In my dead moments | From an Old Soul
Do you recognize this tactic? I do. My comments follow.
My soul this sermon hence for itself prepares:–
“Then is there nothing vile thou mayst not do,
Buffeted in a tumult of low cares,
And treacheries of the old man ‘gainst the new.”—
Lord, in my spirit let thy spirit move,
Warning, that it may not have to reprove:–
In my dead moments, master, stir the prayers.
George MacDonald, Diary of an Old Soul
Augsburg Fortress Press 1994
What’s on MacDonald’s mind as he begins this sonnet?
Restlessness. He doesn’t like the stillness, the apparent absence of God. In the prior sonnet he calls it “God-silence.” MacDonald doesn’t want to rest. He wants to act! Things aren’t going so well for him right now. His old enemies are attacking him. They know him inside out.
He’s tired of waiting for God to guide or enlighten his behavior. His head knows that his life is “hid with Christ in God.” But his emotions and impulses want to do something. Now, not later.
MacDonald knows many things in his head:
- In a situation like this, independent action spawns nothing but death.
- Taking matters into his own hands would be foolish if not suicidal.
- Making his self-serving action sound like the only good or possible choice he has, even against his known enemy, is self-defeating and a betrayal of who he is. To say nothing of who God is.

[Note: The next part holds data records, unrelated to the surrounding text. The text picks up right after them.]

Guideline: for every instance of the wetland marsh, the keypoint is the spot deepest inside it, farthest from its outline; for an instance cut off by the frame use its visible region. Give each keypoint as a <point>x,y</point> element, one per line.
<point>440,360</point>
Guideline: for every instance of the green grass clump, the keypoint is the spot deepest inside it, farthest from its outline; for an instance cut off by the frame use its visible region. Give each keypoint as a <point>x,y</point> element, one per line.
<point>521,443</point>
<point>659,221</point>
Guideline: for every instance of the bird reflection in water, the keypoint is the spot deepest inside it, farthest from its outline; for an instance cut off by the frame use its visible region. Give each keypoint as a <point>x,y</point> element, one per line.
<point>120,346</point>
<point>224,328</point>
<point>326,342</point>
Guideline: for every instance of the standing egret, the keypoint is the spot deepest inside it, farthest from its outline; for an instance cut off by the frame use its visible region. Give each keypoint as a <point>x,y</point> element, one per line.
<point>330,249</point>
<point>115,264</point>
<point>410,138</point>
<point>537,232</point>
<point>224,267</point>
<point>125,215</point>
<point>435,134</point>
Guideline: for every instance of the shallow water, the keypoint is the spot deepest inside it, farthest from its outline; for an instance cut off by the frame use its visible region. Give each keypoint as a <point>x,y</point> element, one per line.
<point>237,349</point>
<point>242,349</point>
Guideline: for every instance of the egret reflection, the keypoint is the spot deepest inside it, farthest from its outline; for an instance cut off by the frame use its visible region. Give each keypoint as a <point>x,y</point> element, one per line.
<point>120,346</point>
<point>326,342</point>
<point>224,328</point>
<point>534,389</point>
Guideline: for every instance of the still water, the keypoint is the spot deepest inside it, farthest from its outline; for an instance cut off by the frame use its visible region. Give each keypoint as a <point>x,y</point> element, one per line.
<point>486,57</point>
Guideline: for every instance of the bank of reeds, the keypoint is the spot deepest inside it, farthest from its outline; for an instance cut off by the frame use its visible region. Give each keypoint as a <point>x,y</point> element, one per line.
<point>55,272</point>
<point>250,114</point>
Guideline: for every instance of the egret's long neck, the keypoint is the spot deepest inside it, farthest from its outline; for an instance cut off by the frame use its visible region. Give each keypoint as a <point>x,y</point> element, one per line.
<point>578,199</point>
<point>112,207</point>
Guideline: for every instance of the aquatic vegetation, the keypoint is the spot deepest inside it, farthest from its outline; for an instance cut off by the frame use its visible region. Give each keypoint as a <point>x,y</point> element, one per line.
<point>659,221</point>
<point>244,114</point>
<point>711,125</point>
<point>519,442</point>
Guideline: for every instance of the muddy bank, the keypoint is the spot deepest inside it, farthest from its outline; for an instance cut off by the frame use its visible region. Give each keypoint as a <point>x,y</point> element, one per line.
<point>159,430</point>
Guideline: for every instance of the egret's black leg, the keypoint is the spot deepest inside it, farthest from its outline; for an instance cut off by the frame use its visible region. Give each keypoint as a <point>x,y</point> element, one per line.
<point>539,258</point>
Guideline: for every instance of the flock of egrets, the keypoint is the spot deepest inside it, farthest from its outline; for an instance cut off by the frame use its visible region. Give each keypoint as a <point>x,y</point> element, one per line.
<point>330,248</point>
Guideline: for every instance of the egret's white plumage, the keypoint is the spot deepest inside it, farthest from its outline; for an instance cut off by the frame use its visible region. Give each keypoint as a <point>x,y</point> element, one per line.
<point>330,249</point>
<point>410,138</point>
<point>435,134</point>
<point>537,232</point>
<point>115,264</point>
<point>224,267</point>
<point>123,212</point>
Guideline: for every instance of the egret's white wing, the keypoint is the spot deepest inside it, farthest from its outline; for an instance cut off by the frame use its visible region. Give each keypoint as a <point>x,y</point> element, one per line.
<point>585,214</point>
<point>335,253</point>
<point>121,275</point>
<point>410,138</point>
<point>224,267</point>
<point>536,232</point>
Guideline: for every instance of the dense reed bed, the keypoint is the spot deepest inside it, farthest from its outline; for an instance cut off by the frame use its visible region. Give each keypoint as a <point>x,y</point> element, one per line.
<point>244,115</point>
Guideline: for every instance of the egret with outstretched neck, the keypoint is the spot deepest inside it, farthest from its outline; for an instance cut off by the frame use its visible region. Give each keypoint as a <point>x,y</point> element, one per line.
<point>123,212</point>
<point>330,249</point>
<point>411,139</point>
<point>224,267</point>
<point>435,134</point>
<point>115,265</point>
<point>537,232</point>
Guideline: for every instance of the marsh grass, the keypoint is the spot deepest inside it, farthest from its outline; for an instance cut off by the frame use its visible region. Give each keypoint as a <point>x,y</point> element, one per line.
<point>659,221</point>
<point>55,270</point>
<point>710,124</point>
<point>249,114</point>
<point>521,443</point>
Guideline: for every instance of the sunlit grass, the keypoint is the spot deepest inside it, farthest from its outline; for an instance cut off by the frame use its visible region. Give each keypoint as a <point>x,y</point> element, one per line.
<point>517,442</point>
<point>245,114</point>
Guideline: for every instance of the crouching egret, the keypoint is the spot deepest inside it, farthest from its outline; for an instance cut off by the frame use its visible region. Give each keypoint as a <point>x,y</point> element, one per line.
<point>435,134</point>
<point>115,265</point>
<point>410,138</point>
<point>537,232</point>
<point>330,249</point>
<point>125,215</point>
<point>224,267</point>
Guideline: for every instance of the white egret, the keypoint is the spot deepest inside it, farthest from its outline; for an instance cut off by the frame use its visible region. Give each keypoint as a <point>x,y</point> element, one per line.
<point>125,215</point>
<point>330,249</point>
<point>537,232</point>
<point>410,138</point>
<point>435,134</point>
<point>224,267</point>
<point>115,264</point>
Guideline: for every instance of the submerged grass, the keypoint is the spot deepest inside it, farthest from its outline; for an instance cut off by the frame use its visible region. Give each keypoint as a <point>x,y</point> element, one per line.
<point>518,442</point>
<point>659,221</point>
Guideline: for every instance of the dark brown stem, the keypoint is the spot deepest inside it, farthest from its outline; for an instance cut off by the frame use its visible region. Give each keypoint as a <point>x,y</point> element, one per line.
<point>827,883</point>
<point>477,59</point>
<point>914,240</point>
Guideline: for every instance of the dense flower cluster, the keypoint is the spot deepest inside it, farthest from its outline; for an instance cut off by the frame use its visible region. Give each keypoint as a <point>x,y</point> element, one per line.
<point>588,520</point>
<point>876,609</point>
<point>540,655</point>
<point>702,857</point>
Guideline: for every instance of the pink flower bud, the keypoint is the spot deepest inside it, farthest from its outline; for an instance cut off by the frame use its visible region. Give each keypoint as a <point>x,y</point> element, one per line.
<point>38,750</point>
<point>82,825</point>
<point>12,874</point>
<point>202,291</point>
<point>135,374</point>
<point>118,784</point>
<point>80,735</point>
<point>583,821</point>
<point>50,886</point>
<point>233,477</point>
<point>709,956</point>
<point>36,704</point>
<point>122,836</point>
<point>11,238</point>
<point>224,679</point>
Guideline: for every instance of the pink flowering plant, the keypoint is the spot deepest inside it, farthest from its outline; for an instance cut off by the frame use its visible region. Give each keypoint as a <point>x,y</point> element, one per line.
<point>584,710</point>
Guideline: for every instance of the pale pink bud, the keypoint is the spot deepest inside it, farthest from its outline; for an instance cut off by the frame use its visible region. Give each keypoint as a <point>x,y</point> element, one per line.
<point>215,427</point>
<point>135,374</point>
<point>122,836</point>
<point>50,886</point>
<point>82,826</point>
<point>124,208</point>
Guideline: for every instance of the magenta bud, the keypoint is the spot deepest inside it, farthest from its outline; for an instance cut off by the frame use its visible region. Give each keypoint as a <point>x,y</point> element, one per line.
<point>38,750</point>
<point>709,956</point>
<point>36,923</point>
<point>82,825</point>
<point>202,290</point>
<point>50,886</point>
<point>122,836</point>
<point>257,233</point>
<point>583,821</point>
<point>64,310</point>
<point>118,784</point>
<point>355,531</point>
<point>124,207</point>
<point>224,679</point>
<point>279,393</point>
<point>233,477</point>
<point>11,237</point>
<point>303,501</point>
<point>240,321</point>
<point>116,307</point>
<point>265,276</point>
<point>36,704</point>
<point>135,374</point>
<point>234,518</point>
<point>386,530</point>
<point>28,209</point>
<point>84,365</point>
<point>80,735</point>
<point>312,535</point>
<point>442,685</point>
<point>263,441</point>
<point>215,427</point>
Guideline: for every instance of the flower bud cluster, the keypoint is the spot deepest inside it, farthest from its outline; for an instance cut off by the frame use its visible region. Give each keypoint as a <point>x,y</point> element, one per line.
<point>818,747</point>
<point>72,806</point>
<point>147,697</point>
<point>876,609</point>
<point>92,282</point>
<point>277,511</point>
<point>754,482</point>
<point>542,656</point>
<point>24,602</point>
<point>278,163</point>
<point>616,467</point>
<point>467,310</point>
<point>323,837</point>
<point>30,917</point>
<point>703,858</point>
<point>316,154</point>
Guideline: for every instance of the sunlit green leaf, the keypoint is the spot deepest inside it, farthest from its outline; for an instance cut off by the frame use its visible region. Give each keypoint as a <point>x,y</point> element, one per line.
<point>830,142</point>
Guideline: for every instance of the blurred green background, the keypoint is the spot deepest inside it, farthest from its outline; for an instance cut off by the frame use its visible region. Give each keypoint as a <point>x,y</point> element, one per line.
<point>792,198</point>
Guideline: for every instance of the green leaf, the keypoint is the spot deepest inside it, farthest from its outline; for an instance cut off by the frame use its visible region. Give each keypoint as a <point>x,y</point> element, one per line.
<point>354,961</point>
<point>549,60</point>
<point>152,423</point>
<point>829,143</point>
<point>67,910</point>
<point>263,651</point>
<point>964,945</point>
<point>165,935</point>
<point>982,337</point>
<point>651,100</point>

Yet here he is, out on a limb all by himself. Well, not quite. Not if he stays in the safety of his God-nest. Right now he’s still thinking things over.
He knows what’s going on because he’s been here before. In fact, his favorite coping method might be worth a try! It’s simple. He could make up a little self-justifying sermon for himself.
Actually, MacDonald may not need to work hard to write this little sermon for and to himself. It seems he already knows how it goes.
You, G MacD, can do whatever you choose to do
because you’re fighting against an unscrupulous enemy!
Surely God will understand that I did the best I could. In fact, I may deserve a medal of honor for turning the enemy’s methods to ‘good’ use. Admirable use, I might add.
Did I pray about it? Actually, I did, but I didn’t hear any answer from You! I assumed that meant I would have to do the best I could, under the circumstances. Besides, I was acting in Your best interests, not just in mine. I thought You’d be proud of me. Or at least understand.
Yet You seem to think these self-made words simply cover over the truth: I’m in over my head. I can’t and won’t get out of this by my own quick thinking or by any so-called ‘sermon to myself’ that reasons my way into the camp, tactics or arms of the enemy.
So what other choice is there? Oh. You’d rather give me a warning than rebuke? You think I need to stop trying to justify my desires? That I should let Your spirit in me pray what I don’t know how to pray?
Easier said than done. Not just for MacDonald.